Regarding the observed variation, confidence intervals for the observed statistics are wider than their null counterparts, and these discrepancies in amplitude are higher in the statistics based on the observed-expected comparisons than in the rate-based statistics. Of note is the agreement among the statistics in detecting which is the most variable procedure, all suggesting that knee replacement has the highest point and the widest confidence interval estimates, being very far removed from the null hypothesis. However, this agreement is not observed when trying to elucidate which procedure presents the lowest variability. While most statistics detect that admissions for hip fracture and appendectomy seem to have the lowest point estimates, the χ^{2}, Bohning and Dean tests suggest that pacemaker implant or lower extremity amputation, the two procedures with the lowest rates, appear to have lower point estimates than those obtained for the rest of the procedures. Representing together confidence intervals of the statistics and those obtained under homogeneity in the same graph allows us to derive more reliable conclusions regarding the underlying variability. Specifically, the closer they are, the less probability for systematic variation (i.e., beyond chance). Note also that excluding the 5% of extreme rates in some statistics seems negligible with regard to the comparison between null and observed intervals, because the expected variability depicted is lower when excluding them both under the null hypothesis and under the observed variability.

### Small scale simulation study results

The empirical power of the statistics is presented in Figure 2 for a high-rate (hip fracture) and a low-rate (lower extremity amputation) procedure. In both cases, the most powerful were those based on the observed-expected relationship, such as χ^{2}, Bohning, EB and Dean statistics. However, the statistics' behaviour changed radically depending on the rate of the procedure, and were more powerful when a high-rate procedure was considered.

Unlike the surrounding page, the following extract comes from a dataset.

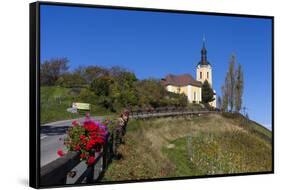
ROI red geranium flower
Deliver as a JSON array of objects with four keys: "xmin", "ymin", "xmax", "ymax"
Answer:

Confidence intervals for the statistics under the six scenarios and for the high and low rate procedures are given in Figure 3. With regard to their capacity to distinguish between alternative scenarios, most statistics have a parabolic shape from H_{0} to S_{6}. They are, thus, able to distinguish between the alternatives, and the higher the variability induced by raising the rates of the non-homogeneous risk regions (scenarios S_{4}–S_{6} relative to scenarios S_{1}–S_{3}) or by increasing the number of regions with non-homogeneous risk (S_{3} and S_{6} compared to the rest), the easier it is to detect differences between scenarios. The EQ_{5–95} statistic seems to be the least able to distinguish between different degrees of variability, whereas the CVw, EB, χ^{2} and the Bohning test are the best for this purpose when the rate of the procedure is high (dotted line). These tests do not perform as well when this rate is low in low-variability scenarios S_{1}–S_{3}. Note also that there are not remarkable differences between the performance of the statistics based on rates and their counterpart statistics after excluding the 5% of extreme rates of each tie, apart from the reduction on the punctual estimates and the slight reduction on the amplitude in the later, more apparent in the low-rate procedure setting.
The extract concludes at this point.